I think we do need to be diligent at providing good evidence-based and informed information to our patients. 


We do need to recognize that we can go outside, that menopause is not a checkbox. You have this option or this option. We have to work with our patients individually. It does take time and effort and empathy and being understanding, but it's really worth it.


Dr. Enegess: I agree.


Dr. Barbieri: And I think our health systems are recognizing it also with more attention being paid to it. There's lots of barriers in terms of the systems that we work with, including insurance reimbursement, time per visit and all of that. But I think it's really the demand of the patient, consumer demand and the way of destigmatizing this area is helping. 


Dr. Enegess: I agree, yeah. I have one more question, actually. I love your platform. I think it's a great resource. Even if you're not joining and becoming a member, your website has great basic information. Do you have any other recommendations for medical students or residents or even patients about good resources to go to, places to look?


Dr. Barbieri: Yeah, so the Elektra website is great. I'll represent my team here. We're very, very proud of it. We worked hard on it. It combines both conventional approaches with some of these more integrative approaches without straying into areas that are unproven or maybe dangerous.

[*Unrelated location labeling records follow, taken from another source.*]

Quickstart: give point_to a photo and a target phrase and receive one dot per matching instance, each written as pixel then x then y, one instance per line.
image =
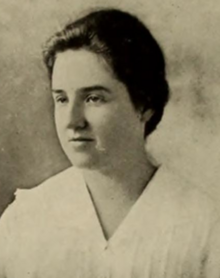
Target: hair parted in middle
pixel 128 47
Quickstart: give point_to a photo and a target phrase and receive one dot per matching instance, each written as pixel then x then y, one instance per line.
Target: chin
pixel 83 162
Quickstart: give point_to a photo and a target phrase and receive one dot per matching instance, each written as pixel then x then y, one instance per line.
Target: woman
pixel 114 213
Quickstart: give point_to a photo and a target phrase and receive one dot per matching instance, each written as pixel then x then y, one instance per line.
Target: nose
pixel 75 118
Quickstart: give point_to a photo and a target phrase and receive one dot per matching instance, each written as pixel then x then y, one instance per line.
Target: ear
pixel 146 115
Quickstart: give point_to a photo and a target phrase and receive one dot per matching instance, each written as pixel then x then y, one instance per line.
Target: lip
pixel 81 139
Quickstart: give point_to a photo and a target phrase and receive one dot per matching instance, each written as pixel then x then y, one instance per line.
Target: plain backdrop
pixel 187 139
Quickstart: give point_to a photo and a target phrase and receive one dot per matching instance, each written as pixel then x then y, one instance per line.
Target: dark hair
pixel 128 47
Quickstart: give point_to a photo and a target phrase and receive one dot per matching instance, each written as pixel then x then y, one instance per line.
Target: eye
pixel 61 99
pixel 94 99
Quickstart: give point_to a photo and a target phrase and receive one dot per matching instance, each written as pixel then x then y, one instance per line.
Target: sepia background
pixel 188 138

I think it's very approachable and patients really like it. 


There are some other sites out there. I would caution people with really looking at sites that promote one particular solution. Some of them may have good information, but they will always push that one particular solution, whether it's a medication or a supplement. The North American Menopause Society, which was just renamed the Menopause Society, has a pretty decent website with education for healthcare professionals, which I think is a good resource to have or at least the basics to start off with. And ACOG is starting to provide really more and good education in this field too. 


Dr. Enegess: Thank you. Well, I think you and I could talk about this all day.


Dr. Barbieri:  I think so too. I have some questions for you.


Dr. Enegess: But I want to just thank you so much for joining the podcast and I appreciate your time.


Dr. Barbieri: You're very welcome. My pleasure.


Dr. Enegess: I'm Dr. Deborah Enegess. Thanks for checking out today's show. Remember to do your part to raise the line and strengthen the healthcare system. We're all in this together.